Click the image to see the comic (and to blow it up to GINORMOUS full size).

I want a wall-sized poster. WANT. But he does not have.

Chris

From: [identity profile] sarahbrand.livejournal.com


I don't even want to know how long it took him to do that. In other news, I have to watch Primer now.

From: [identity profile] skyflame.livejournal.com


You can always save it to a flash drive and take it to Kinko's. :P

From: [identity profile] stuology.livejournal.com


I definitely need to keep this one for cubiffice art.

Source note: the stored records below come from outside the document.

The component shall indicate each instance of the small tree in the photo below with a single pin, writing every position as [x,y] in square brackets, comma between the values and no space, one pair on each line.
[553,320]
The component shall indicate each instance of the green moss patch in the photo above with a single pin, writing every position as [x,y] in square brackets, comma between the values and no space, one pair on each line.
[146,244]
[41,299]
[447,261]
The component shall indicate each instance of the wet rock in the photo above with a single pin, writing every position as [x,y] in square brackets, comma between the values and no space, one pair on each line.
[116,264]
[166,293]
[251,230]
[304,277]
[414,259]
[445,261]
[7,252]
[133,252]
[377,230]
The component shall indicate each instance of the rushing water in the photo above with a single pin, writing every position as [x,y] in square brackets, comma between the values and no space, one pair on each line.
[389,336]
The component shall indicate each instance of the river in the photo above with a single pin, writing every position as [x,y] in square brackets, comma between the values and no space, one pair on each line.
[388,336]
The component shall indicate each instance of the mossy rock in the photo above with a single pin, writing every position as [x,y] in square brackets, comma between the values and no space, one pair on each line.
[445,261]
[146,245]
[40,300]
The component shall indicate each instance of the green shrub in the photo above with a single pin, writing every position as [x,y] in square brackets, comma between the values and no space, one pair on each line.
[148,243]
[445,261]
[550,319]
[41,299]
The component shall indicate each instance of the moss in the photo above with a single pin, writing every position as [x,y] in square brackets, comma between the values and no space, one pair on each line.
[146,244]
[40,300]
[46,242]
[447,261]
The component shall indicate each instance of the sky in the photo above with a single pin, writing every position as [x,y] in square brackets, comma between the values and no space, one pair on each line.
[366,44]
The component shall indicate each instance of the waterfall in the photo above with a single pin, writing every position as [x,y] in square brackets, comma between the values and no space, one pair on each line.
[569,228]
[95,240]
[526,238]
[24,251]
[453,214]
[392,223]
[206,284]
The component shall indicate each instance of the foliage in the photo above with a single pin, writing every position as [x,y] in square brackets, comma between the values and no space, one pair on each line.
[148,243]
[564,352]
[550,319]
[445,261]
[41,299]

From: [identity profile] dichroic.livejournal.com


Explains a lot about LOTR's success, doesn't it? I think I'd expect to feel something lacking in any story that didn't have that knot somewhere at the climax, when almost everyone comes together. (And I'd have a "what then?" feeling without the denouement, where they all go off again.)

It occurs to me that one exception would be Peg Kerr's Wild Swans, where the two threads reflect each other rather than coming together - but I'd still expect to see the same knot pattern in each story in that case, and I'd expect the two to have similar graphs.

From: [identity profile] siro-gravity.livejournal.com


MUST SEE PRIMER!!!

the 12 angry men diagram is so funny!!! AAAAHAHAA!!

eta: primer is "watch instantly" at netflix! WOOOOO HOOOOO!!!!
Edited Date: 2009-11-04 04:42 am (UTC)

From: [identity profile] mckitterick.livejournal.com


True, but I want the creator to get somethin' out of it.

From: [identity profile] mckitterick.livejournal.com


Yeah, it's interesting to see that compelling stories tend to have complex story, at least as far as character-interaction goes.